Postgres: TupleTableSlot as a batch container

April 23, 2026

I’ve been working on adding batched execution to the Postgres executor. In an earlier post I described where the executor spends its time and why batching at the scan level is a natural first step, and in a follow-up I wrote about the RowBatch API that came out of the initial implementation — what worked, what didn’t, and what the implementation revealed. One thing that became clear was that introducing a separate RowBatch container meant a parallel data path alongside the existing slot machinery. After living with that for a while, I realized TupleTableSlot might already have what’s needed — and adding a batch-aware slot type would avoid the new module entirely. To explain why, it helps to look at what TupleTableSlot actually does and how the executor uses it today. (The code blocks in this post are simplified for illustration; they are not meant to be exact representations of the current or proposed code.)

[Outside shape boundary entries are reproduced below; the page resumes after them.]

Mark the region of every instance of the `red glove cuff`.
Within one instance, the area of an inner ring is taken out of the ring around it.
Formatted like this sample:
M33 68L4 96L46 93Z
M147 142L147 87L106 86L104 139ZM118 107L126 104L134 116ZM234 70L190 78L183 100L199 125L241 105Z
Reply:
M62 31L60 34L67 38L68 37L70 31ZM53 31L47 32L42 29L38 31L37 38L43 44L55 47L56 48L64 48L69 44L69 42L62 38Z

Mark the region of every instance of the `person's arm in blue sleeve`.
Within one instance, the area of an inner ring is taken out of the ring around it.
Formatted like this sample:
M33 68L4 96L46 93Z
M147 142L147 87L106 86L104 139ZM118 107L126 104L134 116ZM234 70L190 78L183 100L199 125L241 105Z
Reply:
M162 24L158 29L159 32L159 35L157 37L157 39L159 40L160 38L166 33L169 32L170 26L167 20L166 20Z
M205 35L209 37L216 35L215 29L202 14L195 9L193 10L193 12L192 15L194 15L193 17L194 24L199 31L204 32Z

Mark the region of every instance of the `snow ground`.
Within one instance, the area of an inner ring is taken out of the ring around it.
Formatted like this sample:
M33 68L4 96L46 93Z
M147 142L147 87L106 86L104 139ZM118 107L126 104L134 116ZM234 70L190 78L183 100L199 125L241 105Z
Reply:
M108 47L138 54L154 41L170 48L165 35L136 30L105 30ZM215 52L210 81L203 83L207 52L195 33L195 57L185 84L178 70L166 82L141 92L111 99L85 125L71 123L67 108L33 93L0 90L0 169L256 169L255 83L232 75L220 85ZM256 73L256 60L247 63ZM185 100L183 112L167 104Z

Every tuple that flows through the executor passes through a TupleTableSlot. It’s the interface the executor uses to access tuple data without knowing how the tuple is physically stored. Here’s the base struct:

typedef struct TupleTableSlot
{
    NodeTag          type;
    uint16           tts_flags;
    AttrNumber       tts_nvalid;
    const TupleTableSlotOps *tts_ops;
    TupleDesc        tts_tupleDescriptor;
    Datum           *tts_values;
    bool            *tts_isnull;
    MemoryContext    tts_mcxt;
    ItemPointerData  tts_tid;
} TupleTableSlot;

tts_ops is a vtable — a struct of function pointers that defines how to interact with whatever concrete tuple representation is behind the slot. The executor never touches tuple data directly. It calls slot_getsomeattrs(slot, N) to deform attributes into tts_values[] and tts_isnull[], and then reads the Datums from there. The expression evaluator, qual evaluation, projection — all of them go through this path.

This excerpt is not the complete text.